Shootings on the Rise in NYC

by Charles C. W. Cooke

Shootings in New York City seem to be on the rise, Fox reports:

Faced with a surge in shootings at the city’s public housing, Mayor Bill de Blasio on Tuesday detailed a $210 million to plan to improve safety at the buildings, which more than 400,000 people call home.

Even as crime has dropped slightly citywide, shootings have gone up 31 percent so far this year in New York City Housing Authority buildings. An outsized portion of that spike has been centered in 15 troublesome projects, which are responsible for 20 percent of the violent crime this year across 334 NYCHA developments.

“We are making investments in our public housing — investments that should have been made long ago,” de Blasio said at an East Harlem development. “You know the phrase, ‘He who hesitates is lost’? We are not interested in hesitation.”

CBS wonders if the spike is just random, as Police Commissioner William Bratton has suggested, or if it’s the product of a change in policing tactics:

So could there be a link in the drop in stops and the recent spike in shootings?

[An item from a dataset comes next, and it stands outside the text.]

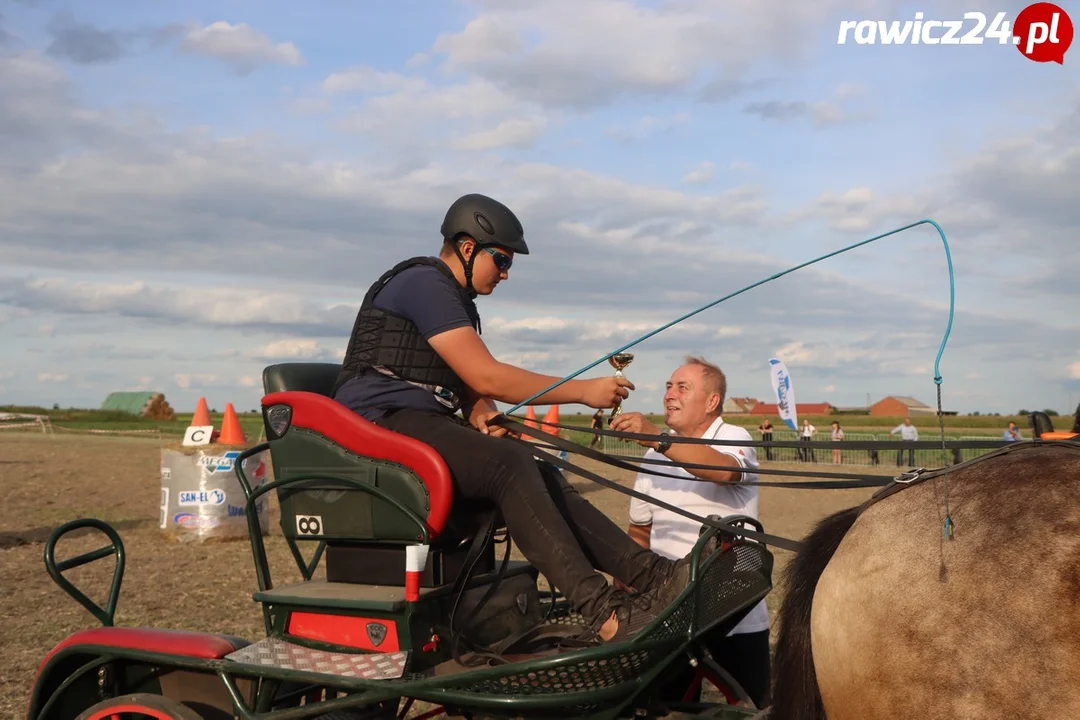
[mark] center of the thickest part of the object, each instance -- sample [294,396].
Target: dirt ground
[198,586]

“Potentially, sure, but you have to use caution in looking at a particular weekend or set of weekends in declaring the sky is falling,” said Eugene O’Donnell, a former New York City police officer and professor of law and police studies at John Jay College.

It can be difficult to pinpoint the cause of short-term spikes in crime, O’Donnell said, and it’s not uncommon for weekends in the summer to be marked by violence in New York.

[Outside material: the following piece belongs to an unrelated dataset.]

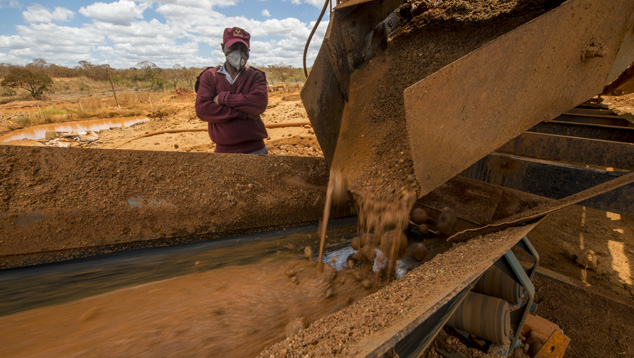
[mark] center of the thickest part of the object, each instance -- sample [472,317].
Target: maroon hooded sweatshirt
[228,124]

However, O’Donnell said that people who carry guns are often the first to be aware of changes in police tactics, and the publicity surrounding the drop in stops may have emboldened some criminals.

“There is a risk in a perception that the police have stood down in communities where gun violence is a big issue,” he said.

Last weekend marked the third weekend in June that at least a dozen people were shot in the city, according to police. In the last week of June, 35 people were shot, down from 39 gunshot victims the same week a year ago, according to New York Police Department statistics. A breakdown between those killed and those wounded was not immediately available.

This year, 611 people have been shot in the city compared with 554 for the same period last year.

Time will tell.

My only hope is that if the trend does continue — and if the evidence suggests that it is linked to the decline of stop and frisk — those who oppose the policy (such as myself) will be honest enough to acknowledge it. Doing so does not require that one change one’s mind on the matter. Liberty and security are often at odds, and, in free countries at least, “but it works” is never enough to justify a particular measure. It is wholly possible to consider stop and frisk to be illegal, and to consider it an effective tool in fighting crime. Still, we should be open about what we’re arguing for. If the two are linked, let’s own it.